Semenjak terusir dari kawasan SUGBK, pada 2016 karena renovasi untuk Asian Games 2018 PSSI berkantor nomaden. Sejauh ini induk sepakbola nasional tersebut telah berpindah tempat sebanyak tiga kali.
Pertama PSSI berkantor di kawasan Kuningan tepatnya di Grand Rubina mulai akhir 2016. Dua tahun kemudian berpindah ke sebuah rumah yang ada di jalan Kemang, dan sekarang menyewa gedung di FX Sudirman, Senayan.
"Saya lihat di tempat parkir bus SUGBK masih luas tanahnya, mungkin nanti dibangun di sana," kata Iriawan, saat berbincang dengan awak media di Senayan, Senin (15/11).
Bukan kali ini saja, Iriawan menyatakan keinginannya kantor PSSI tidak berpindah-pindah lagi. Ia sudah beberapa kali mengucapnya dan berharap pemerintah bisa membangun tempat bernaung federasi sepakbola Tanah Air tersebut di daerah sekitar Jakarta.
"Paling telat tahun depan kami punya kantor permanen milik PSSI. Sekarang belum jelas dan pindah-pindah ke sana ke sini.
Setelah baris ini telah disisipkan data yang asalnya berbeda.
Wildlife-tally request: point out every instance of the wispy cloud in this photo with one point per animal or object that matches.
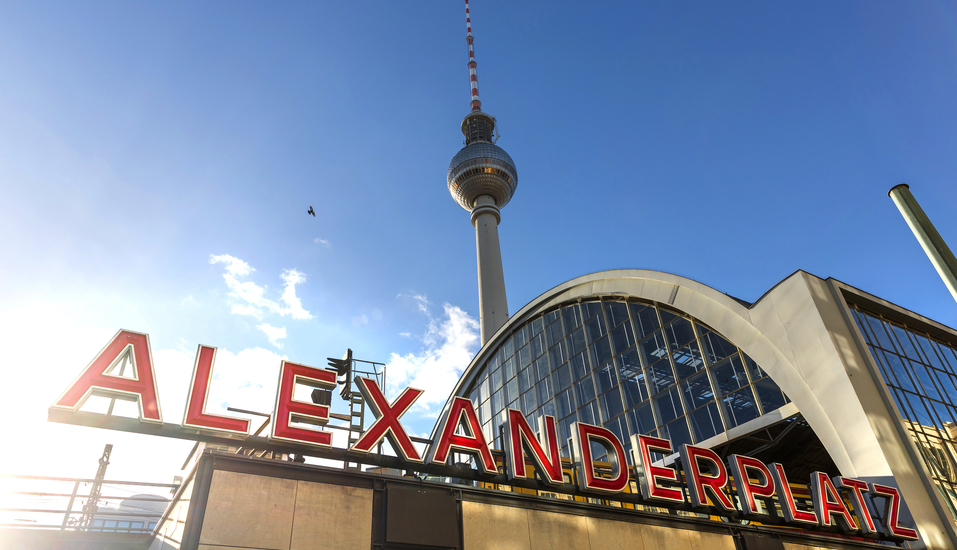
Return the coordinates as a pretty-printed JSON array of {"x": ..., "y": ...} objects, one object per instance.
[
  {"x": 275, "y": 334},
  {"x": 252, "y": 297},
  {"x": 450, "y": 342}
]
Belum permanen kantornya seperti federasi-federasi negara lain," ucapnya.
Pada 2017, Presiden RI Joko Widodo (Jokowi) sempat menyebut akan membangun kantor untuk PSSI. Pernyataan tersebut disampaikannya usai melakukan rapat terbatas dengan sejumlah menteri di Istina Negara.
Ketika itu, Jokowi merasa tersinggung karena Edy Rahmayadi yang masih menjabat ketua umum PSSI, menjabarkan kondisi kantor PSSI lebih buruk dibanding federasi Timor Leste dan Afghanistan. Padahal, kedua negara tersebut kondisi persepakbolaannya tidak lebih baik dibandingkan Indonesia.
Hanya saja, setelah empat tahun berlalu ucap Jokowi tidak kunjung terealisasi. Makanya, Iriawan berusaha untuk mewujudkan kantor permanen PSSI seperti federasi sepakbola yang ada di negara lainnya.